Foto: dpa

Russland will sich ab 2024 von der Raumstation zurückziehen. Die Pläne sind weder neu, noch dürften sie sich so schnell umsetzen lassen.

Im Jahr 2024? Oder vielleicht doch 2028? Genau wie beim Gas und beim Getreide spielt Russland ein endloses Verwirrspiel mit den westlichen Staaten, wenn es um die eigene Beteiligung an der Internationalen Raumstation (ISS) geht. Der aktuellste Stand nach Angaben der US-Raumfahrtbehörde Nasa ist, dass Russland sich doch noch bis mindestens 2028 an der internationalen Raumstation beteiligt. Dies habe man von den russischen Kollegen erfahren, sagt die hochrangige Nasa-Managerin Kathy Lueders der Nachrichtenagentur Reuters.

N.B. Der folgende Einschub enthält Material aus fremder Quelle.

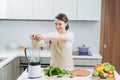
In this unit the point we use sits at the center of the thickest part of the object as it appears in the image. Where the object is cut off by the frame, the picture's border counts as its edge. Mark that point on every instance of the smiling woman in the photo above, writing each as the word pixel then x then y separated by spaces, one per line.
pixel 61 43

„Auf Arbeitsebene gibt es keinerlei Anzeichen dafür, dass sich etwas geändert hat“, sagt sie weiter. Roskosmos-Chef Juri Borissow hatte allerdings am Dienstag dieser Woche erklärt, Russland habe die Zusammenarbeit mit der Nasa gekündigt und werde sich bereits nach 2024 aus der ISS zurückziehen.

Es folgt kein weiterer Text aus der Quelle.